‘The Terror’ of exam-driven assessment

How my daughter’s silence woke me up to the need for educational reform

My children have always hated asking me for help with schoolwork, so I was delighted when my daughter came to me with her assignment on the French Revolution. Treading carefully, I asked her about her question on ‘The Terror’. She proceeded to describe in impressive detail the difference between the criteria for two particular grades. I gently asked her again to tell me about ‘The Terror’ itself. I was met with bewildered silence.

She had a good teacher, went to a good school, and was on track for ‘success’. But her education had come to be defined disproportionately by the acquisition of grades. It was at this moment that I knew that our system had lost its way.

The reasons for this in both State and Independent sectors are well-rehearsed. Heads and governing bodies need to produce the grades for league tables and the emphasis in inspections on exam outcomes. Teachers need to produce the grades for performance-related pay, concerns about parent backlash, and fear of capability procedures. Students need to produce the grades to keep up with everyone else. The system is well-intentioned to ‘lever up’ standards but ends up placing school before student interests and hollows out the educational experience.

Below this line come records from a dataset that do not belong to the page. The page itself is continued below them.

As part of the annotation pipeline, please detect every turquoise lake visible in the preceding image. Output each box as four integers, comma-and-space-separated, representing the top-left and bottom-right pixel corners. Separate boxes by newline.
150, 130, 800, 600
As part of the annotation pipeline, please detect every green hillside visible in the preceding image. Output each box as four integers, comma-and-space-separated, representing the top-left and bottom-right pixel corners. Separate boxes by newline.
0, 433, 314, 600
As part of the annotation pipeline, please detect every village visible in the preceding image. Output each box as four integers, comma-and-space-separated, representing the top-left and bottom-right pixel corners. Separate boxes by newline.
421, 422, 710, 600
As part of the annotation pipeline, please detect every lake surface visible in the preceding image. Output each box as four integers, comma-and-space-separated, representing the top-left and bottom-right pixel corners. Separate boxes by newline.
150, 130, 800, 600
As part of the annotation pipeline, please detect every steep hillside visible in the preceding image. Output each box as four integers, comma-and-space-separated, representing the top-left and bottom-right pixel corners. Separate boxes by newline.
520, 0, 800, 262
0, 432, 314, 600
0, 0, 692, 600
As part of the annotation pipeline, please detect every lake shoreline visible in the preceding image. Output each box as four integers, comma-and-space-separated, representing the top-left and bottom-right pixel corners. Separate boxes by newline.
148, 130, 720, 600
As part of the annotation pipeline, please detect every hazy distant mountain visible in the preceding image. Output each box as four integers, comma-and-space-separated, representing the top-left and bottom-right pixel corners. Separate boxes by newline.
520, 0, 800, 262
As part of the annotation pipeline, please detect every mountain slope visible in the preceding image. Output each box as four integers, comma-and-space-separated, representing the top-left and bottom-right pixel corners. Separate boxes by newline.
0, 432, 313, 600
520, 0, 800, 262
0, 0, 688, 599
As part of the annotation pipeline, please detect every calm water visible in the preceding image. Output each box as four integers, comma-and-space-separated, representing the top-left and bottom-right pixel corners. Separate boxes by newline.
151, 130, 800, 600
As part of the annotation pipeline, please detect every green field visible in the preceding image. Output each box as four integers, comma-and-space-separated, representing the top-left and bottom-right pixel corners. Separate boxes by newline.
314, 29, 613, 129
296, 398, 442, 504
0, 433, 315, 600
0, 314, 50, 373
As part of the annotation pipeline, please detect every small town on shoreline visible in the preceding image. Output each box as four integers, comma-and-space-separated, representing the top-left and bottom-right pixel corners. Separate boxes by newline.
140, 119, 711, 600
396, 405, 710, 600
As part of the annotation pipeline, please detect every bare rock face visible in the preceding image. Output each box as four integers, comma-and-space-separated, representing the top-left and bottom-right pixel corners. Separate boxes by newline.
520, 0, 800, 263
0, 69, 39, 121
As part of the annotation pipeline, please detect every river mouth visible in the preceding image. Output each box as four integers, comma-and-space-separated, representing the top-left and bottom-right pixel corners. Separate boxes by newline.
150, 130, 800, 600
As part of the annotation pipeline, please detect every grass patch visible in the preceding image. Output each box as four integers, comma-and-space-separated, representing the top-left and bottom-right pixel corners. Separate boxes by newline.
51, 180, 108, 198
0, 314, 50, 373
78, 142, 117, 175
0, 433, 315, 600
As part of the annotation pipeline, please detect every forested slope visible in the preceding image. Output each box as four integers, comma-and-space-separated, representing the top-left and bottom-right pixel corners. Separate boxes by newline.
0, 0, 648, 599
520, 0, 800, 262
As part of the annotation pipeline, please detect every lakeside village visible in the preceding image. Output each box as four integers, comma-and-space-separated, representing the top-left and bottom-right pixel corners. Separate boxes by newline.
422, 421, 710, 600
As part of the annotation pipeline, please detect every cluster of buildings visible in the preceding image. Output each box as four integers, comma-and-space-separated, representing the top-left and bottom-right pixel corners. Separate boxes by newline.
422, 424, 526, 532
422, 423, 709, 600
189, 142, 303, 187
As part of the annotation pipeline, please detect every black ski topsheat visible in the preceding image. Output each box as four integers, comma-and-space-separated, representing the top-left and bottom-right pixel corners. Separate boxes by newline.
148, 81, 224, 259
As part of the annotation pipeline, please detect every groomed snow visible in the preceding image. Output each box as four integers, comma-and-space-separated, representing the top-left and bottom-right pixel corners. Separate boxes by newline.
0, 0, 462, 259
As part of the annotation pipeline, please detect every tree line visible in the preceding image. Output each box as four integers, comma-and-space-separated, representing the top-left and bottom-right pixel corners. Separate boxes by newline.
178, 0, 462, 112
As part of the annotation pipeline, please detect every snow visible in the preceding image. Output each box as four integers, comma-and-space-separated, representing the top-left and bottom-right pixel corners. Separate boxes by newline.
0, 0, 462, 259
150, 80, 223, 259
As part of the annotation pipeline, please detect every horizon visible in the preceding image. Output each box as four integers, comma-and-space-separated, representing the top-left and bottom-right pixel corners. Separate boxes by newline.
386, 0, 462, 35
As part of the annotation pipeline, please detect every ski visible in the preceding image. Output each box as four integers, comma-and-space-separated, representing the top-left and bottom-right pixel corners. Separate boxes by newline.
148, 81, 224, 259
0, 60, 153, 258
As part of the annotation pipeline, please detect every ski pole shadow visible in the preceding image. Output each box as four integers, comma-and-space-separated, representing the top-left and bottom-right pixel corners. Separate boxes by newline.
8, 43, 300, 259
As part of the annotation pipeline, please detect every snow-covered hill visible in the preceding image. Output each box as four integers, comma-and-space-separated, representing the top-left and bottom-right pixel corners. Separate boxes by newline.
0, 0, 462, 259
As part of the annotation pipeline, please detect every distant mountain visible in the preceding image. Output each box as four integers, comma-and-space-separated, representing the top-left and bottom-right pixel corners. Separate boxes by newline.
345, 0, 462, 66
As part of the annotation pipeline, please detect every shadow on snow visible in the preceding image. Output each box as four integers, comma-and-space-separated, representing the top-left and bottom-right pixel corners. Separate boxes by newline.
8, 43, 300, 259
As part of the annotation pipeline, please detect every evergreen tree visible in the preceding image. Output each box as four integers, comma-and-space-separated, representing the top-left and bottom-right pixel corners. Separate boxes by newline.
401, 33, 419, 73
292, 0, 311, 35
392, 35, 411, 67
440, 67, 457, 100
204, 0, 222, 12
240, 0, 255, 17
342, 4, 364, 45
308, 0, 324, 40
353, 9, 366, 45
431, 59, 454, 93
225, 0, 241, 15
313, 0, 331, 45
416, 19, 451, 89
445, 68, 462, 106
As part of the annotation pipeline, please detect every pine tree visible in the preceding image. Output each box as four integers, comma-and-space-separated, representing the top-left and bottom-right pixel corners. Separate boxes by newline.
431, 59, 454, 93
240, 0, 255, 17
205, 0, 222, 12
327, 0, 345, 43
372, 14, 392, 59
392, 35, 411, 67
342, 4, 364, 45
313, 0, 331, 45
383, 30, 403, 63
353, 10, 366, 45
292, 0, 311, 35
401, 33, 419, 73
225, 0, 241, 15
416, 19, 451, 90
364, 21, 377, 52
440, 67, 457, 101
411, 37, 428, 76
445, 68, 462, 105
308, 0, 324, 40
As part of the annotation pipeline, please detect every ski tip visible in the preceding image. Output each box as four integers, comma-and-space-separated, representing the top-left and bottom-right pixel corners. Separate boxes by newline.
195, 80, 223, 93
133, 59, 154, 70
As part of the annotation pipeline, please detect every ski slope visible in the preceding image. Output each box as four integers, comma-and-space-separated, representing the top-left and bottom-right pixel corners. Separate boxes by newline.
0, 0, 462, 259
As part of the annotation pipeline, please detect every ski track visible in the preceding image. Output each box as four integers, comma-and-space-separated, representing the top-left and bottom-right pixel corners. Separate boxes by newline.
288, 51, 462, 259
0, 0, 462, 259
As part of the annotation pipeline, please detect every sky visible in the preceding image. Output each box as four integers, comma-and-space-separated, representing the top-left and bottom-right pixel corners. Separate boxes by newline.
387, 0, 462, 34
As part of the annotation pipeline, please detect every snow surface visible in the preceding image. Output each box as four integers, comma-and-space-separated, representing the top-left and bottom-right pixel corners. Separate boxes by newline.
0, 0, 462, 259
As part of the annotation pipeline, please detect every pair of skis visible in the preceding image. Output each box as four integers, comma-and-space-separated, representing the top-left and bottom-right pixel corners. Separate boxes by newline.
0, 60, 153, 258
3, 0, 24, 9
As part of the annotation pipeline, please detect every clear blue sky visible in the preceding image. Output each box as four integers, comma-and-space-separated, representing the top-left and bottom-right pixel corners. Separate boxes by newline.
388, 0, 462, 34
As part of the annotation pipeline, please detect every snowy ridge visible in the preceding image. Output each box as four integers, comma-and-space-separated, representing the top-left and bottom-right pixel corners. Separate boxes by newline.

As the head of a ‘successful’ inner-city London school, I was a fully signed up member of this system. Watching other local schools cycle through low results, poor Ofsted grades, declining numbers and takeover by Academy chains, I knew our survival depended on exam outcomes. Whilst never countenancing practices such as off-rolling or courses that had dubious educational value, every ounce of effort was focused on grades. Realising that I was part of a system at odds with my own principles, I finally found kindred spirits in an independent school committed to holistic education – only to find the sector as a whole was subject to virtually the same drivers.

Reconnecting with the true purpose of education

So how can we now return our education system to its true purpose?

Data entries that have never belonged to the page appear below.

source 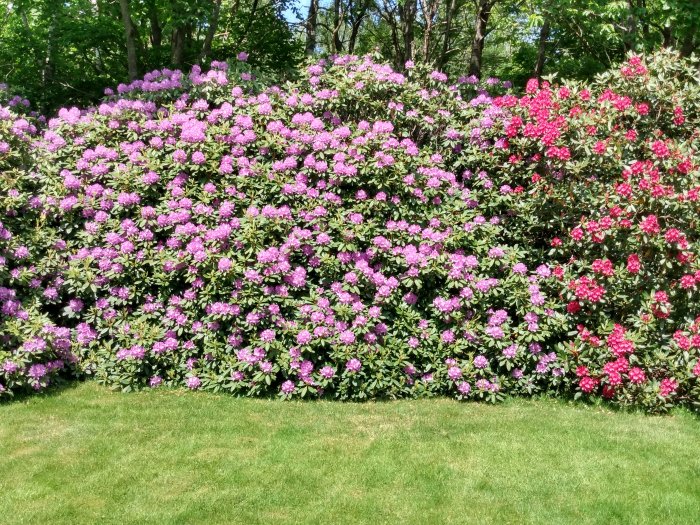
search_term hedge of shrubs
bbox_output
[0,51,700,411]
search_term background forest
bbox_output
[0,0,700,112]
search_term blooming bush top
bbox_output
[0,50,700,409]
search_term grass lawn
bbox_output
[0,383,700,525]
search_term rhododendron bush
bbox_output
[0,53,700,410]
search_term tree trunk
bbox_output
[348,0,371,54]
[119,0,139,80]
[148,0,163,48]
[170,27,186,67]
[305,0,318,56]
[199,0,221,62]
[469,0,496,78]
[420,0,440,62]
[399,0,418,66]
[42,11,56,88]
[332,0,343,55]
[623,0,637,54]
[438,0,457,69]
[535,18,550,80]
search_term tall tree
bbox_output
[305,0,318,56]
[119,0,139,80]
[469,0,498,78]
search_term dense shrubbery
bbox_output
[0,53,700,410]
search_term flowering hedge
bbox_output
[0,54,700,410]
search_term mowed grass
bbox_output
[0,383,700,525]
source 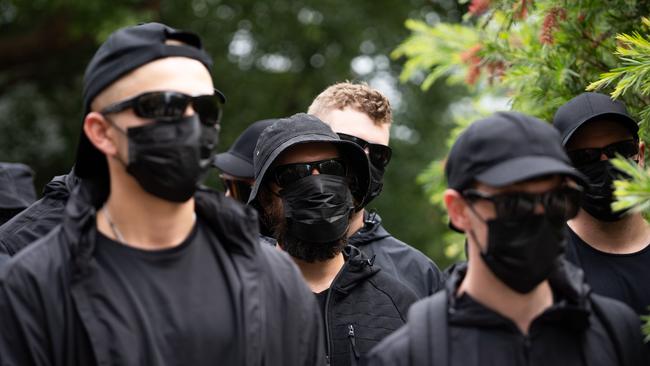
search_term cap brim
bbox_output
[475,156,587,187]
[562,112,639,146]
[248,134,370,210]
[212,152,255,179]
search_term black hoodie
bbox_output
[0,183,325,366]
[348,212,443,298]
[366,262,647,366]
[325,246,418,366]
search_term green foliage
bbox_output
[392,0,650,266]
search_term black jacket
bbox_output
[366,262,647,366]
[0,186,325,366]
[0,172,79,256]
[348,212,443,298]
[325,246,418,366]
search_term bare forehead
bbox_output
[93,57,214,110]
[567,119,633,149]
[274,142,339,165]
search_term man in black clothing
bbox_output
[0,23,324,366]
[0,169,79,256]
[367,112,647,366]
[213,119,276,203]
[0,162,36,226]
[553,93,650,314]
[250,114,416,366]
[308,82,442,297]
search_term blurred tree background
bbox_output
[0,0,468,267]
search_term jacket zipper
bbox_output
[348,324,360,365]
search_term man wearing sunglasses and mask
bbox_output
[0,23,324,366]
[553,93,650,314]
[308,82,442,297]
[368,112,647,366]
[250,113,417,366]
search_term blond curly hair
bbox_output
[307,81,393,125]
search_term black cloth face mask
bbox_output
[280,174,354,243]
[577,160,629,222]
[109,115,210,202]
[470,215,566,294]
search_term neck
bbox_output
[567,210,650,254]
[457,249,553,334]
[347,210,366,238]
[97,167,196,250]
[293,253,345,293]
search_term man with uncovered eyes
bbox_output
[367,112,647,366]
[308,82,442,297]
[553,93,650,314]
[250,113,417,366]
[0,23,324,366]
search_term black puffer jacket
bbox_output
[366,262,648,366]
[0,172,79,256]
[348,212,443,298]
[0,186,325,366]
[325,246,418,366]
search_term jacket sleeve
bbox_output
[361,325,410,366]
[0,262,52,366]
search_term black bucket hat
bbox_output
[248,113,370,211]
[553,93,639,146]
[212,119,277,179]
[76,23,220,178]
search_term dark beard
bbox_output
[263,189,348,263]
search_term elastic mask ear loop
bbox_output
[102,114,129,169]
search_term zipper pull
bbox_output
[348,324,360,360]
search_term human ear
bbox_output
[443,189,469,231]
[83,112,118,156]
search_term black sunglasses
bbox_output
[100,90,224,126]
[567,140,639,166]
[272,159,347,187]
[337,133,393,168]
[462,186,582,221]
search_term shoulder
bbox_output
[364,324,410,366]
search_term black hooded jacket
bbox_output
[0,172,79,256]
[366,262,647,366]
[0,186,325,366]
[325,246,418,366]
[348,212,443,298]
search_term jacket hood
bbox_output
[446,259,591,330]
[348,211,391,247]
[332,245,380,295]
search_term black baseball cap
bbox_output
[553,93,639,146]
[76,23,218,178]
[445,112,586,192]
[248,113,370,210]
[212,119,277,179]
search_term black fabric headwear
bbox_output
[553,93,639,146]
[213,119,277,179]
[76,23,212,179]
[248,113,370,210]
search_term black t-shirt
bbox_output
[93,221,242,366]
[567,228,650,314]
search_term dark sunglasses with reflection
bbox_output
[567,139,639,166]
[271,158,347,187]
[462,185,583,221]
[100,89,225,126]
[337,133,393,168]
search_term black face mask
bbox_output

First, we have to have the courage to ask what education is for. What do we as a society want for young people at the end of 13 years of schooling?

Second, we have to design a curriculum that embodies this purpose, and put together an assessment regime that supports this. The role of assessment is both to judge standards and support future learning. It should be the servant of the learning process but it has become its master. It cannot remain the tail that wags the educational dog.

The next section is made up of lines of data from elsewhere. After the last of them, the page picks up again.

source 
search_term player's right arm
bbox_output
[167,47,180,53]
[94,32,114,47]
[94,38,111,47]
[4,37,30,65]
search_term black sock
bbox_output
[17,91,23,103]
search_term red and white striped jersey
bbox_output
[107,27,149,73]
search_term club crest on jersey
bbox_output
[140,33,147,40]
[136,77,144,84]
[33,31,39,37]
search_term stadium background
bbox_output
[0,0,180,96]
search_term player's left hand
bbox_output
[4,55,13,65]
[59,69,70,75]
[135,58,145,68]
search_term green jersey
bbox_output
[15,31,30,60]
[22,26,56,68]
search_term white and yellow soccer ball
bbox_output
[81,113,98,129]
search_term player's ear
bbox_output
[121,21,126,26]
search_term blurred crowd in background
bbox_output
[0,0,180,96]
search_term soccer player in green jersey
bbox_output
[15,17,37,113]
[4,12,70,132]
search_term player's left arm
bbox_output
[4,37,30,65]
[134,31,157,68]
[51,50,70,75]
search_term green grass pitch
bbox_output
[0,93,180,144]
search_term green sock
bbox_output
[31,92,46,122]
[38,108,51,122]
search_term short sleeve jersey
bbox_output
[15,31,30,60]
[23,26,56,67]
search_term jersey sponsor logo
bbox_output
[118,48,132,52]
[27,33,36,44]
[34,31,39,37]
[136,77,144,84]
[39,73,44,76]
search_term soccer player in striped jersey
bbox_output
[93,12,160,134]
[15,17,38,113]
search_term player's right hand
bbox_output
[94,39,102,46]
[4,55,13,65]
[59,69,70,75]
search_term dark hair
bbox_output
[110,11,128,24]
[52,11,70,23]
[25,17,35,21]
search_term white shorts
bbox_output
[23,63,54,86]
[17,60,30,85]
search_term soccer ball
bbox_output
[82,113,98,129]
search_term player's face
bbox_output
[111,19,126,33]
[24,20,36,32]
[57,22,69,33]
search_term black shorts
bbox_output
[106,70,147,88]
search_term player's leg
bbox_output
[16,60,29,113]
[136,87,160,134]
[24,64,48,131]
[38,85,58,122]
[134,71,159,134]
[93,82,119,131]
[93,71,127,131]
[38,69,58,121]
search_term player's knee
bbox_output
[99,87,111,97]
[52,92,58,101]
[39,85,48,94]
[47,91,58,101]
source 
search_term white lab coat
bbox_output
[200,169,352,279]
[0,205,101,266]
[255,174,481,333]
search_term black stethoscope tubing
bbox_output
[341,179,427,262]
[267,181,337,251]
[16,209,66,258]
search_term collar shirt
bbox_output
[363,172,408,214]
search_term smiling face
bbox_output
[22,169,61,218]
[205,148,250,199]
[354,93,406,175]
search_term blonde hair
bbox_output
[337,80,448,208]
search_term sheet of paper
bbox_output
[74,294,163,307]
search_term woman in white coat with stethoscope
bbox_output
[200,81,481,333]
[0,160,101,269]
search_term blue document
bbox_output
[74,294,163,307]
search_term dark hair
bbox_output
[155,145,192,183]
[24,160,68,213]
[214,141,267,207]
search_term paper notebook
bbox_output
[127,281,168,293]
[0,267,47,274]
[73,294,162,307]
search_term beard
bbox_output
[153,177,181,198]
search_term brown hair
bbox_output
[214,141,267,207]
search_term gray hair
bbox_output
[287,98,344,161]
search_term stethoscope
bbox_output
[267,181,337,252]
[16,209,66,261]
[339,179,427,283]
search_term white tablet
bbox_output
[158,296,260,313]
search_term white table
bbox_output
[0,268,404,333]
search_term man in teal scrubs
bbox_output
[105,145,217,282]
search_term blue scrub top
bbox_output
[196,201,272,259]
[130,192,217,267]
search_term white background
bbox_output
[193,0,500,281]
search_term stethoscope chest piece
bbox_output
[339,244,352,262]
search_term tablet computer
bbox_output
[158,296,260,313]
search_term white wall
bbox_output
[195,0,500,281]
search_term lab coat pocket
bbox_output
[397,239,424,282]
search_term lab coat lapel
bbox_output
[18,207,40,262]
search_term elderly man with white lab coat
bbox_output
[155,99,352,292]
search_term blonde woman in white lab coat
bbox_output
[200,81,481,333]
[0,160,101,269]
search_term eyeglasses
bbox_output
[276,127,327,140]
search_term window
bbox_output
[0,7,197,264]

Third, we need everybody to value education beyond exam grades. They have a role but their limitations need to be understood. Politicians and parents, teachers and students, Inspectors and Heads need the courage and imagination to recognise a much greater range of qualities, attributes, skills, knowledge and understanding. It is wrong that schools are judged by these narrow and unreliable indicators. It is worse that young people define their self-worth by their envelope on results day.

The need for structural change

We know that we are reasonably effective at mitigating the worst impacts of the system, but structural change is needed for a more authentic educational experience. We are starting by transforming our curriculum in year 6 to 8 so that it is not an ante-chamber for GCSEs but is led by student needs and educational purpose. The curriculum draws on best practices from around the world, rigorously developing core skills within a creative inter-disciplinary framework in projects such as creating musical instruments, game design and environmental advocacy.  Assessment includes learning journals, self, peer, and teacher checkpoints, and public exhibitions presented to expert audiences.  Accountability is primarily to our students, our parents and ourselves.

But what should happen between Year 9 and 11? These are the most constrained years of schooling where the ‘mutant system’ exerts its stranglehold. Do we follow the path of Bedales and introduce new courses alongside core GCSEs which integrate disciplines, encourage collaboration, and which are assessed creatively? Or do we start from scratch with a new curriculum which prepares our students for a world in which assessment is via on-line portfolios and US-style transcripts? What we do know is that our pupils graduating into year nine are going to need something more stimulating, stretching and empowering than the current set of sterile GCSEs.

The pandemic has given everyone pause for thought. There is an opportunity to get our system back on track by ditching the unnecessarily stressful, highly flawed GCSE merry-go-round that has (perhaps) unintentionally evolved over the last decade. And if we can seize this moment, then I am optimistic that future generations will learn so much more when it is their turn to study the French Revolution.